Second, the sprinter class is deeper for 2023 than in 2021. Not only will Caleb Ewan, Sam Bennett, Fabio Jakobsen, Dylan Groenewegen, and Biniam Girmay be there among the “pure” sprinters, but there’s also Mathieu van der Poel, Wout van Aert, Michael Matthews, Peter Sagan, and even Tadej Pogačar who can win on especially grinding finales.

And third, Cavendish won’t have the red carpet leadout provided by Michael Mørkøv and the Quick-Step train. As my colleagues point out, Cavendish likes to have things just his way. And in 2023, there will be more headwinds than tailwinds for Cavendish.

Having said that, Cavendish is pure class on the bike, and he won’t squander what he knows will be his last chance to set a mark that will likely be his for generations.

It’s this July or never.

Time waits for no one: Jim Cotton

Eddy, you can rest easy. That stage-win record will remain equally yours, ‘coz “Cav” won’t be winning any Tour de France stages in 2023.

Why?

The bike, the leadout train, the clicking clock of time.

While I think Cavendish has the class and sprinter skills to score with almost any team, I just can’t see it happening with Astana-Qazaqstan this year.

The 37-year-old is notoriously picky about his bikes and didn’t keep his distaste quiet for previous rides on Meridas and BMCs.
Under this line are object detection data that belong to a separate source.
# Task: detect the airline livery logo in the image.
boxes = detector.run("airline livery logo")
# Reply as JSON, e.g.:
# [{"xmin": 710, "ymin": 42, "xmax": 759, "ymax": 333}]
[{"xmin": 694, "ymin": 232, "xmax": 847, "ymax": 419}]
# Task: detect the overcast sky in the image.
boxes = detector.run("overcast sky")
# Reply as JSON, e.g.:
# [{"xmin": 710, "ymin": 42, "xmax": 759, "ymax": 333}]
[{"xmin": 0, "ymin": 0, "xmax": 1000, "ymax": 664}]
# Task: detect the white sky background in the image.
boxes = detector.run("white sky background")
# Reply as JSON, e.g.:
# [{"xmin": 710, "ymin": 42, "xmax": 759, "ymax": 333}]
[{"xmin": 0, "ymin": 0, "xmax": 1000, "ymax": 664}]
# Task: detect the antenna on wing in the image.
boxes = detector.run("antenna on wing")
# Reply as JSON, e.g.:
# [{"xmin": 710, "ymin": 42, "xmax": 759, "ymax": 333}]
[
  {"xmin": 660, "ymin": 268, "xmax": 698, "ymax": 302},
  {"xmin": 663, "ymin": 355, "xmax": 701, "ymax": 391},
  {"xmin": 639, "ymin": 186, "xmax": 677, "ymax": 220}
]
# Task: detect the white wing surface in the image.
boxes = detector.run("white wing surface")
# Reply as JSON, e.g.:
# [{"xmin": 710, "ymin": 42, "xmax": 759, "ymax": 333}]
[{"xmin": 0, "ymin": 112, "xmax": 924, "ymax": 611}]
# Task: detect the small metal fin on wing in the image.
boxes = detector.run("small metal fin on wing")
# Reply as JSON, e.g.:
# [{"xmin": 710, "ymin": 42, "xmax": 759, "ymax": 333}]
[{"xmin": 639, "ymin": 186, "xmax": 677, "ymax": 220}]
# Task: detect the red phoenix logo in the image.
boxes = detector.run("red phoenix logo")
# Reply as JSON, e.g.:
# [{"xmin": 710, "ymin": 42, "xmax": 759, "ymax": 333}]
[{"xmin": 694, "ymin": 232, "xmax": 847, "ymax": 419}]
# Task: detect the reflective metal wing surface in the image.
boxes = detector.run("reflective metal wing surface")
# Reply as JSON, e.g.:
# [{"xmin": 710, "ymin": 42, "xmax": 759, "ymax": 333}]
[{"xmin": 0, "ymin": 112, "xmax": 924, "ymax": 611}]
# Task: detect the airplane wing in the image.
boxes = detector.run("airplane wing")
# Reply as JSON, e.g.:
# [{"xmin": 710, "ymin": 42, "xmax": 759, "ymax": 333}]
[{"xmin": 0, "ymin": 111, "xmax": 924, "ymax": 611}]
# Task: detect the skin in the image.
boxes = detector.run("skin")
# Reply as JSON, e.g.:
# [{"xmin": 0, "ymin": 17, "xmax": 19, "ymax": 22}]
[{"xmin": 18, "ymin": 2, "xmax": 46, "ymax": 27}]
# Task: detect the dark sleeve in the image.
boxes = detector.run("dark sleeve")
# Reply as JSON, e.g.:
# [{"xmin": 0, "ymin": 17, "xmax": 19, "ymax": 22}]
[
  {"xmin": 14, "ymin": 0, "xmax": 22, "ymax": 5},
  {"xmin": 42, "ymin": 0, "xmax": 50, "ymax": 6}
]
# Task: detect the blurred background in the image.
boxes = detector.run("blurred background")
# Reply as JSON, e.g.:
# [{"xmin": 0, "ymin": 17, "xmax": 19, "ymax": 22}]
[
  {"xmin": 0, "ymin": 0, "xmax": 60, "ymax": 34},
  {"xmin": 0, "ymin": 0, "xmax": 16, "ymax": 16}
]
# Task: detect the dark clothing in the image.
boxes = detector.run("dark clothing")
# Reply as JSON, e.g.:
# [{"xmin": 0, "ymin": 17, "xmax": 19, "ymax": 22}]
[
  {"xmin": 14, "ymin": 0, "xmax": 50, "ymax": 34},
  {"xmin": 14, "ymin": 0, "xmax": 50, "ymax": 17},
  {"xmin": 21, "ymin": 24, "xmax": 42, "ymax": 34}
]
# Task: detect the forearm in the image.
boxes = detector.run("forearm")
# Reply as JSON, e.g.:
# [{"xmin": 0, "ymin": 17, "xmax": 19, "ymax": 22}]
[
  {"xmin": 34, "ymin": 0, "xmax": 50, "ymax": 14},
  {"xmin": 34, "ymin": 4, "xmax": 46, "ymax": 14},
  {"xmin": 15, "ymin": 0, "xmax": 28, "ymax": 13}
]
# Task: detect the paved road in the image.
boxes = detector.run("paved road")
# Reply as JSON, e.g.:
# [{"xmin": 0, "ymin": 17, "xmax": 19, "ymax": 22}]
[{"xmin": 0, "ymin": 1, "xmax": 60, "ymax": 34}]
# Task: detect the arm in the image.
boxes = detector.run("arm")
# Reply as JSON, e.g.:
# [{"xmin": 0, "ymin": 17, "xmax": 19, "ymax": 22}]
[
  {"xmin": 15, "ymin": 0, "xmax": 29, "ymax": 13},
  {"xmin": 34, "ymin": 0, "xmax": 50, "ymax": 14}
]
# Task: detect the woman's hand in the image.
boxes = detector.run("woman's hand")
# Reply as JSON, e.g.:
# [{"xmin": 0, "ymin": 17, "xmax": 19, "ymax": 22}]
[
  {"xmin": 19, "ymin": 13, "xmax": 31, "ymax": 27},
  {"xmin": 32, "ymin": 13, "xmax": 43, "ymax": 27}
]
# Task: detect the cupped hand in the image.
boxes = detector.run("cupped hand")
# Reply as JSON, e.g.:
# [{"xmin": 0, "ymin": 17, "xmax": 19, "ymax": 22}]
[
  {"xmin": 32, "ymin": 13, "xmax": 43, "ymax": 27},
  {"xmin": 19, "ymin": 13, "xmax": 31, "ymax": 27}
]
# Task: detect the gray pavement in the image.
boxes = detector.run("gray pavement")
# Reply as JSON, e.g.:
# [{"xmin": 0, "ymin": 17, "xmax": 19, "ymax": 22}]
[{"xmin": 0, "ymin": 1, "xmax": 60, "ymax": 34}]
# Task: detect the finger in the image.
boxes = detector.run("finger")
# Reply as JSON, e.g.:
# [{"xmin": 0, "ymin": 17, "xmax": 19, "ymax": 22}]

Cavendish has a long background on Specialized sprinter machines, and it’s the U.S.-brand that’s helped power him to some of his greatest success.

Sure, “it’s not all about the bike” as someone said, but Cavendish may not have the time before the July Tour to fully bed in with his shiny blue Wilier.

And the lack of proper leadout does not do Cavendish favors.

The “Manx Missile” has an ability to strike without much guidance, but the lack of a proper pilot puts Cavendish off the back when riders like Fabio Jakobsen and Sam Bennett are safe behind Michael Mørkøv and Danny van Poppel, respectively. In a sprint field as fierce as the Tour de France, you need every edge you can get.

Cavendish proved age is no object when he won four Tour stages in 2021 at 35.

But fast forward two years to the Tour de France of 2023 and sprinting is a whole new place.

Fabio Jakobsen and Arnaud de Lie are in the ascendancy. Intermarché-Wanty-Gobert has more sprint trains than it knows what to do with. And Jasper Philipsen stepped up from his dark-horse status with nine victories off the back of his Alpecin-Deceuninck pain-train. And there’s Wout van Aert, Caleb Ewan, and the list goes on.

Bunch sprints are more fiercely competitive than ever and the sprint-o-meter seems to point against Cavendish for 2023.